O pároco, todavia, não se fez
de rogado. Insistiu veemente:
- E se eu provar a vocês que
falo com os animais como agora me dirijo a vocês?
Um dos guris se levantou, lá
atrás.
- Limpo o altar e tiro a
poeira dos santos por três dias seguidos.
Outro criou coragem e seguiu
os passos do amiguinho:
- Eu cuido de lavar a frente
do santuário por uma semana.
Um terceiro, mais afoito,
vociferou confiante:
- Dou um trato caprichado no
seu carro e na Kombi da creche por quinze dias.
- Pois muito bem, seus
pestinhas. Logo comprovarei a veracidade do que acabo de afirmar.
5
A galera esperou um bom tempo
para que o sacerdote pusesse em prática a sua maneira ímpar de se divertir à
custa dos pobres e indefesos inocentes. Quinze minutos. Já quase a ponto de
desistir da empreitada, eis que para deleite de todos, principalmente do
abençoado, uma vaca vinda não se sabe de onde, cruzou a praça e estancou os
passos perto do coreto. Luizinho tornou a se colocar em pé e a descrer do representante
dos dons sagrados. Falou:
- E aí, seu prelado. Ali temos
uma vaca desgarrada de alguma manada. Leva um ti-ti-ti com ela...
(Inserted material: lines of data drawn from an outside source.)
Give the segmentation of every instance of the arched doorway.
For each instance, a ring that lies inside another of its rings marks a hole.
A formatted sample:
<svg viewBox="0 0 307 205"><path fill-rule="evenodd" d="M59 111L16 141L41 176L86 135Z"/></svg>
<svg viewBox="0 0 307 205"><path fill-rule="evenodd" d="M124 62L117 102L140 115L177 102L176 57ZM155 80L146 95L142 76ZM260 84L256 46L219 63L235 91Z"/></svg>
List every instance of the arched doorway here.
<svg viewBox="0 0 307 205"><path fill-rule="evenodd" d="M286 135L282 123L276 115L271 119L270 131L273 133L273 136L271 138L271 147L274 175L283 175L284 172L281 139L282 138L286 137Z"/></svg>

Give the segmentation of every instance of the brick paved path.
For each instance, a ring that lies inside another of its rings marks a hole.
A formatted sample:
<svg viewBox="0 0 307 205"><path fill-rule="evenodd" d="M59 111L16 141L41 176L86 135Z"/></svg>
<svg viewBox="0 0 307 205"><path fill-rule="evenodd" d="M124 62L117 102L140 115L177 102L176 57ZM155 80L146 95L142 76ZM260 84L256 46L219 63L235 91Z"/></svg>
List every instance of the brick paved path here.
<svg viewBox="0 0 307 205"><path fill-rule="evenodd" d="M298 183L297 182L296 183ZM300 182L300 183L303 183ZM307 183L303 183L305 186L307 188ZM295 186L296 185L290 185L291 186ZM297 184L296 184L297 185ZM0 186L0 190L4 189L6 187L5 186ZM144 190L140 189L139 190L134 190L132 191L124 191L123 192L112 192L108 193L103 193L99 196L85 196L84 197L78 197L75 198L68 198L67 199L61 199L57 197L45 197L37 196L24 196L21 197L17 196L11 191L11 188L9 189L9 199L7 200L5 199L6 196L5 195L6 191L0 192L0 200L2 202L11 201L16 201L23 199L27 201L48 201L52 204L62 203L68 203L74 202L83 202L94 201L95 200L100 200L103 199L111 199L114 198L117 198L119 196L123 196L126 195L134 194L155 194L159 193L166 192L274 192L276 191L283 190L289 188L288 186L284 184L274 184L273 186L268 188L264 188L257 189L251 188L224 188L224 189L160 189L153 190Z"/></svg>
O eclesiástico se empertigou
antes de pôr em prática o velho e surrado truque no qual dominava com suntuosa
maestria. Elevou o mais que pôde, a voz:
- Bom dia, dona Vaca! Seja
bem-vinda à nossa cidade e obrigado por participar de uma modesta apresentação
que desejo proporcionar a esses miúdos. Diga aqui para todos nós, com quem a
senhora fez sexo, a noite inteira?
O efeito da voz, projetada no
animal, caiu em cheio na estupefação dos incrédulos:
- Com o Touro, meu marido!
6
A turma evidentemente ficou de
queixo caído. Quase em seguida pintou
no pedaço uma égua. Aproveitando o embalo e a empolgação da surpresa, o vigário
mandou bala. Tornou a gritar:
- Bom dia, dona Égua! Diga aí
para nós todos aqui reunidos, com quem a senhora fez sexo a noite toda?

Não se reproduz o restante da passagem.